Eyewitness To Tragedy
When waves crashed into Southeast Asia and Africa at the end of December, the world soon saw images of death and destruction that were almost impossible to imagine. And then the world tried to reach out and send help. The Rev. Larry Hollon is a United Methodist church leader who traveled to Indonesia. Lindsay Ferrier shares his story.
The Rev. Larry Hollon is just back from Banda Aceh, Indonesia, where a United Methodist delegation delivered a hundred thousand dollars worth of antibiotics to stricken tsunami victims. It was a hard trip, in every way.
The Rev. Larry Hollon: “This looked like someone had dropped a bomb in the middle of the city.”
Like you, Hollon watched the pictures on television. He will tell you that's nothing compared to seeing it for yourself.
The Rev. Larry Hollon: “We talk about the tsunami as a wall of water, but in fact, it was a wall of water that carried with it tin roofing, sheets of glass, I-beams and doors , and all sorts of debris that became a machine that actually took people in and destroyed them.”
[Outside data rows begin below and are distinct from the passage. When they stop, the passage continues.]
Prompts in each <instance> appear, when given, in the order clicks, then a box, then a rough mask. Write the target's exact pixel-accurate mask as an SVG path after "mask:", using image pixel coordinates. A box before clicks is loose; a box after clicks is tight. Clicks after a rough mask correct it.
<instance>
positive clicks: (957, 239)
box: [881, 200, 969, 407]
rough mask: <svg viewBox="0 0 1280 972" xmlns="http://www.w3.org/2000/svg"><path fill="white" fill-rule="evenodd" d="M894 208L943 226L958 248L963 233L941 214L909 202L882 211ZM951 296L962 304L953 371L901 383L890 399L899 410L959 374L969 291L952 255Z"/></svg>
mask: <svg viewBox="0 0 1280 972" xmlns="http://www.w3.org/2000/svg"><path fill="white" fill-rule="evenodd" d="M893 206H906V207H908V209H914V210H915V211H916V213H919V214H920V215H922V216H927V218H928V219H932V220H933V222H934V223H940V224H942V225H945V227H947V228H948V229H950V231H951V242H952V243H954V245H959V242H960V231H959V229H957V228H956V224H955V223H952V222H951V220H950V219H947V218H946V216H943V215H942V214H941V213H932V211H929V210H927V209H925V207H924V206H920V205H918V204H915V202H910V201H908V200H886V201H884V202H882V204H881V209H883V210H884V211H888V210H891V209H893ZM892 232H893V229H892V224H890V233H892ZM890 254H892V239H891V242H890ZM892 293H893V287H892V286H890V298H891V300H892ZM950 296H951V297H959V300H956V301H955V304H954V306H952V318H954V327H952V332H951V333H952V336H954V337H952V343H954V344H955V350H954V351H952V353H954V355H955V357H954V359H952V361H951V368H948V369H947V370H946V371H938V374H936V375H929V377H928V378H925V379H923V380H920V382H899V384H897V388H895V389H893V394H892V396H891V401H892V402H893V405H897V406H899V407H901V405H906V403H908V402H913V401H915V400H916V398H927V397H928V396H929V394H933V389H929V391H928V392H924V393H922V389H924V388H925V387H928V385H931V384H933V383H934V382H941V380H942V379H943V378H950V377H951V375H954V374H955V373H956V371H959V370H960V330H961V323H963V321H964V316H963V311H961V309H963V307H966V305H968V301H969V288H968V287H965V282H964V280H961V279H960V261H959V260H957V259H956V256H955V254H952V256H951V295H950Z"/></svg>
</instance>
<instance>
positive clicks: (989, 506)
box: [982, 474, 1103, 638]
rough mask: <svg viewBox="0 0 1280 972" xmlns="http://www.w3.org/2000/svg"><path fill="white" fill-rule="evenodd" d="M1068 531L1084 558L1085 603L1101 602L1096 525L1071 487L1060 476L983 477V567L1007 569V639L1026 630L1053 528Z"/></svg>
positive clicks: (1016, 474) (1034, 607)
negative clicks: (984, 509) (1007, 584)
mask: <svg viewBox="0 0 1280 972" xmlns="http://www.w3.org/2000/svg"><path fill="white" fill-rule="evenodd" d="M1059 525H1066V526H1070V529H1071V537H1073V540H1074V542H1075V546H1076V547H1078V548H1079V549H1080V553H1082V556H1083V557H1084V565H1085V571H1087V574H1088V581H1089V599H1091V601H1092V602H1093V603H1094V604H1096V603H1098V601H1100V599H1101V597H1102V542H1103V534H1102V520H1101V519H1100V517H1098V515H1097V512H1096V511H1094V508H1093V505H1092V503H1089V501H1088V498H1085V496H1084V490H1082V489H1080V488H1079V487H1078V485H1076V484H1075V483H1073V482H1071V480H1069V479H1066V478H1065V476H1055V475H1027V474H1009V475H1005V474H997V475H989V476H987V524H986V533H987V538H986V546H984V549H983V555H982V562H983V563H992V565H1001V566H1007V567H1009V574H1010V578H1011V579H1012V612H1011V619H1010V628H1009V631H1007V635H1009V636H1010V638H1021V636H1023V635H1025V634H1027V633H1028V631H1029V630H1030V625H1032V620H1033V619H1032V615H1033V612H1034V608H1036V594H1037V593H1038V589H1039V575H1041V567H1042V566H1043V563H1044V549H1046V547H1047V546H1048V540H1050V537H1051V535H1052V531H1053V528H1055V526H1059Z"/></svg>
And those it didn't destroy continue to suffer…high rates of illness and infection...camps overflowing with the homeless and displaced. Hollon saw and photographed all of it. But he also saw humanitarian aid swiftly and effectively delivered to victims. And amid all the suffering, he discovered hope all around him. Like the Indonesian Methodist pastor who in spite of the carnage at his own church doorstep chose to make the church itself a symbol of rebirth.
The Rev. Larry Hollon: “We talked with a pastor who had 27 bodies just piled up at his door. They immediately started cleaning up. Some of the members got all the mud and debris out of the sanctuary and were already talking about reopening the church, not for the sake of the church, but for the hope of the community.”